The Chinese Foreign Ministry said “retaliatory tariffs” took effect. The Communist Party newspaper People's Daily said they were imposed on a $34 billion list of goods issued last month that included soybeans, pork and electric vehicles.
Washington has “ignited the biggest trade war in economic history,” said a Commerce Ministry statement.
China's No. 2 leader, Premier Li Keqiang, said “no one will win by fighting a trade war, yet China will take countermeasures in the face of unilateral moves,” the official Xinhua News reported. It said he spoke during an official visit to Bulgaria.
Companies worry the spiraling dispute could chill global economic growth, but Asian financial markets took Friday's developments in stride.
Japan's main stock index, the Nikkei 225, gained 1.1 percent while the Shanghai Composite Index added 0.5 percent. Hong Kong's Hang Seng also rose 0.5 percent.
The conflict between the world's two biggest economies reflects chronic tension in their relationship as customers, business partners and increasingly as competitors. It also is rooted in the clash between American notions of free trade and Beijing's state-led development model.
China's ruling Communist Party has insisted on making changes at its own pace while sticking to state-directed technology development seen as the path to prosperity and global influence. Beijing has announced reforms this year including ending limits on foreign ownership in its auto industry, but none directly addresses complaints that are fueling its conflict with Washington.
On Thursday, Trump said higher tariffs on an additional $16 billion in Chinese goods were set to take effect in two weeks.
After that, the hostilities could intensify: Trump said Washington is ready to target an additional $200 billion in Chinese imports — and then $300 billion more — if Beijing does not yield.
That would bring the total of targeted Chinese goods to $550 billion — more than the $506 billion in goods that China shipped to the United States last year.
Chinese officials reject accusations they steal or force foreign companies to hand over technology. But rules on auto manufacturing and other industries do require companies to work through state-owned partners, obliging them to share know-how with potential competitors.
Other governments express similar complaints toward Beijing, but Washington has alienated potential allies by raising import duties on steel, aluminum and autos from Europe, Canada, Mexico and Japan.

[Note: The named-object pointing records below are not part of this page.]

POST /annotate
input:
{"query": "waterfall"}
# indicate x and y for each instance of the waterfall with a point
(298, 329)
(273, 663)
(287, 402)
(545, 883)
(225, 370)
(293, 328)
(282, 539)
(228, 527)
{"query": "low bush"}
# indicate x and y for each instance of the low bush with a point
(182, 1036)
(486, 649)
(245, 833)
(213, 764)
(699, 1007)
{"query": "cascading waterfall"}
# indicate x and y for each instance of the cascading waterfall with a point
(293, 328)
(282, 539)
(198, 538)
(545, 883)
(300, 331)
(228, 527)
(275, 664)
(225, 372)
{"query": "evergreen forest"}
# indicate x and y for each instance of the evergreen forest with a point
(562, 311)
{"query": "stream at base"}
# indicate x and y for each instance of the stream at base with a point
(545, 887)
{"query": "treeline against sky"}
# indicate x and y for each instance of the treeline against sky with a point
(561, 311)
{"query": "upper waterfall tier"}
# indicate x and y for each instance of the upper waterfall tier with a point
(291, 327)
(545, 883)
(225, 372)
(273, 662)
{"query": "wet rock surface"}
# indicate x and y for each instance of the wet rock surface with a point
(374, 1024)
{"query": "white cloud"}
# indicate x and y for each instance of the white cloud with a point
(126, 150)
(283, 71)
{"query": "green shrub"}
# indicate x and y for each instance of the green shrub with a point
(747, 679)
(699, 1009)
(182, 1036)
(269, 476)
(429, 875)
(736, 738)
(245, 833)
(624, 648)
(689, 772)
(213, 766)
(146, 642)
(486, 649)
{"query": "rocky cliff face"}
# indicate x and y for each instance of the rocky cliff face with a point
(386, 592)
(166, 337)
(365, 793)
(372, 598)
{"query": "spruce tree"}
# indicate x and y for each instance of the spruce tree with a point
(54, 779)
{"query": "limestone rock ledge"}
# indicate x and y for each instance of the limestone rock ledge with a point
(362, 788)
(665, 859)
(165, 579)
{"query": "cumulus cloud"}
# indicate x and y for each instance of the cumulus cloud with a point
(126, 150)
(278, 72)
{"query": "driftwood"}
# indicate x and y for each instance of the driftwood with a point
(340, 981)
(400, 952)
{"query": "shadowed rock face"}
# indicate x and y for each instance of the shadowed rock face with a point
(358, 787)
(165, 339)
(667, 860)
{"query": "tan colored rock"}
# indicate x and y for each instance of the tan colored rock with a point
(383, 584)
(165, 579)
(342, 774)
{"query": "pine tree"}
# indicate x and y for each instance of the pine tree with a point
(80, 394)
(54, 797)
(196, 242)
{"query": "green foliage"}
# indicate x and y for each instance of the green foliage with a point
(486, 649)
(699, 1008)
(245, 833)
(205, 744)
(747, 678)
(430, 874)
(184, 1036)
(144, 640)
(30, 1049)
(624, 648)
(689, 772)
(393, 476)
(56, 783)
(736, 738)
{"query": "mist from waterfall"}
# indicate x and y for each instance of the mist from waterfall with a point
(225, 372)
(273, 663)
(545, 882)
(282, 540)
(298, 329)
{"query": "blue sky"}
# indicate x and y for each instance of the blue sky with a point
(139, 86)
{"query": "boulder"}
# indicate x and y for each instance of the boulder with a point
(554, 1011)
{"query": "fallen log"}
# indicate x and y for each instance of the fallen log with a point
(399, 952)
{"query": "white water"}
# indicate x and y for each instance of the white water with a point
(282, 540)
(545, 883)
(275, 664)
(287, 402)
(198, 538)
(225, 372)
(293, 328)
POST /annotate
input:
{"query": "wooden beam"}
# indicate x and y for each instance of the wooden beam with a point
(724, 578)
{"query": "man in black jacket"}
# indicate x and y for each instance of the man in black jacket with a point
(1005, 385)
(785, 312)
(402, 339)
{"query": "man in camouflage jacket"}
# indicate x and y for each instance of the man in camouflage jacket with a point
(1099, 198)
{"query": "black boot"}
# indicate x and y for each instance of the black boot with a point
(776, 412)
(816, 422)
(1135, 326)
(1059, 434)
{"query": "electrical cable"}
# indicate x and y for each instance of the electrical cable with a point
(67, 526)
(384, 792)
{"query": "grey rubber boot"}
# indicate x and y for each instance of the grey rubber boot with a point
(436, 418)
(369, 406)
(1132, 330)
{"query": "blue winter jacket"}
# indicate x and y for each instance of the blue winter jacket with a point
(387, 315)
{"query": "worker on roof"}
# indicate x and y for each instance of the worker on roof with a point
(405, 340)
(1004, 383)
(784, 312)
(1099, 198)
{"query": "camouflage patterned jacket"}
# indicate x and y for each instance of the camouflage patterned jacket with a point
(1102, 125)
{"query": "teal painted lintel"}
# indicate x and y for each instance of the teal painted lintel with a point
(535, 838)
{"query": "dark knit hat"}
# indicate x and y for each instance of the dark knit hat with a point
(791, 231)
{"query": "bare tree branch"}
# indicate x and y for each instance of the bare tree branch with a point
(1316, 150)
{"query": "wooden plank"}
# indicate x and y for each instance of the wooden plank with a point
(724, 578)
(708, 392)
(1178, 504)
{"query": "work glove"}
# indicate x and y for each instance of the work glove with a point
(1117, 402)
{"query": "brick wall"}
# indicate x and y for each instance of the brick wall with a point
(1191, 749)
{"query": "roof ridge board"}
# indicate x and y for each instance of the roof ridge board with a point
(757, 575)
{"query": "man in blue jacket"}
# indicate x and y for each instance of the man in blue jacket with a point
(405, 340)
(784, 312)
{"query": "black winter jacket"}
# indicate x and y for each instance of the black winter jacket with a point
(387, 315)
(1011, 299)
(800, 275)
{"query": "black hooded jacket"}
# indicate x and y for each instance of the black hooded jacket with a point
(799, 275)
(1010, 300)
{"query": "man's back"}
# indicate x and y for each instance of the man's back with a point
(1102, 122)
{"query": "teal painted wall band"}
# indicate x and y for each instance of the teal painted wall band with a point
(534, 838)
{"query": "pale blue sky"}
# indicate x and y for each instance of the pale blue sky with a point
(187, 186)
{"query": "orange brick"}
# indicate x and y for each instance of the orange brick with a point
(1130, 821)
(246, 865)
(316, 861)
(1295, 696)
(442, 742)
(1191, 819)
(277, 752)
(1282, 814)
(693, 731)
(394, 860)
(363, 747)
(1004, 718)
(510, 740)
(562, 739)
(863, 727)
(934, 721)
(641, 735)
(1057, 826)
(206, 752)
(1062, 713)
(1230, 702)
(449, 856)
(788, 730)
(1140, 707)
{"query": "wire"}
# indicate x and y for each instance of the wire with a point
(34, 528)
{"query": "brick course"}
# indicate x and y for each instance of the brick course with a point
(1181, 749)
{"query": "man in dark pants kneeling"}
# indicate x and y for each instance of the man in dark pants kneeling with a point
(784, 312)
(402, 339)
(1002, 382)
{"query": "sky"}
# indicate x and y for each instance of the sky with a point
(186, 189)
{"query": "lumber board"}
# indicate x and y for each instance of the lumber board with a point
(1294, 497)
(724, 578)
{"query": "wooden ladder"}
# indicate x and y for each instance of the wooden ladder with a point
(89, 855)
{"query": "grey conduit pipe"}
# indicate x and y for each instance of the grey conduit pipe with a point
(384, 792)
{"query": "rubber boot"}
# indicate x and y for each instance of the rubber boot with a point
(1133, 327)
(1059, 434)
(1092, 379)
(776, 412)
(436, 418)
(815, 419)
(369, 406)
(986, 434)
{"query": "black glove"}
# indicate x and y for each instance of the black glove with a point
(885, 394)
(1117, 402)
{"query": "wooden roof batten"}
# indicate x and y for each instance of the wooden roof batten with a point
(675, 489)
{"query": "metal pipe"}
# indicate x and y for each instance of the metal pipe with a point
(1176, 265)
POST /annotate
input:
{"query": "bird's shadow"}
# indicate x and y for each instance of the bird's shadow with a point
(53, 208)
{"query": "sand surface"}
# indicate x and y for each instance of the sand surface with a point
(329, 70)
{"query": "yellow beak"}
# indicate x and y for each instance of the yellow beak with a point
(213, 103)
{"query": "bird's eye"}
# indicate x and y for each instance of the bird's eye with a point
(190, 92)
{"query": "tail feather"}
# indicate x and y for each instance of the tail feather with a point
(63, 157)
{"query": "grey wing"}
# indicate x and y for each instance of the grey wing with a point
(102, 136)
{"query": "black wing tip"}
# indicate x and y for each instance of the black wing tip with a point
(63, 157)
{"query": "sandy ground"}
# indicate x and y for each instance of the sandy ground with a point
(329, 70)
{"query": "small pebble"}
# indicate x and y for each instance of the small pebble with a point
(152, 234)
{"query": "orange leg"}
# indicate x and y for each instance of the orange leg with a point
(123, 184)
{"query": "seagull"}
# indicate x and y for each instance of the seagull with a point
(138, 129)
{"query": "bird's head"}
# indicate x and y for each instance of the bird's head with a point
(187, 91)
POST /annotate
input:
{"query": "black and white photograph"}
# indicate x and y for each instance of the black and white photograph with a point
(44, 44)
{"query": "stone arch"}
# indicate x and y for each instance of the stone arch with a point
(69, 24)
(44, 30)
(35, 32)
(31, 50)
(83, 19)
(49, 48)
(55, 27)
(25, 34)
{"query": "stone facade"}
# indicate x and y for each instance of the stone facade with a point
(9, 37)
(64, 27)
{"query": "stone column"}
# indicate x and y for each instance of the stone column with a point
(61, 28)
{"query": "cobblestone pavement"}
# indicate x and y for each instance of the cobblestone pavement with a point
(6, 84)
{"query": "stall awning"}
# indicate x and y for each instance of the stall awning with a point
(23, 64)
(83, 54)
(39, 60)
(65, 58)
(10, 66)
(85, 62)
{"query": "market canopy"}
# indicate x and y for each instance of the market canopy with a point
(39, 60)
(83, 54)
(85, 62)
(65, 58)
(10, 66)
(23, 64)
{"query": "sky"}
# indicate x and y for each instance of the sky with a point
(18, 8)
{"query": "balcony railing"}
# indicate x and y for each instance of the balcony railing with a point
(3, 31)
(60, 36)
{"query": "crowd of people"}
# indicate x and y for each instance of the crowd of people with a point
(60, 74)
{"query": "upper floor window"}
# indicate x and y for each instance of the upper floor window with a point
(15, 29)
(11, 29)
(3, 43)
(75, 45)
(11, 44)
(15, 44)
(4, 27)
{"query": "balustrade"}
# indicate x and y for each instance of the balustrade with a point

Some have responded by hiking their own tariffs on U.S. goods.
Trump's confrontational outlook applies to other trading partners as well as China, said Tai Hui, chief strategist for JP Morgan Asset Management, in a report.
“This is a potential concern for the outlook of corporate investment and consumption around world,” Hui said.
The official China Daily newspaper accused the Trump administration of “behaving like a gang of hoodlums.” It said they would damage the global economy unless other countries stop them.
“There should be no doubting Beijing's resolve,” the newspaper said.
Forecasters say global economic growth could be reduced by up to 0.5 percentage points in 2019-20 if both sides wind up raising tariffs on $250 billion of imports.
The American Chamber of Commerce in China appealed to both sides to negotiate.
“There are no winners in a trade war,” the chamber's chairman, William Zarit, said in a statement. Companies want fairer treatment but will be hurt by U.S.-Chinese tensions, Zarit said. “We urge the two governments to come back to the negotiation table.”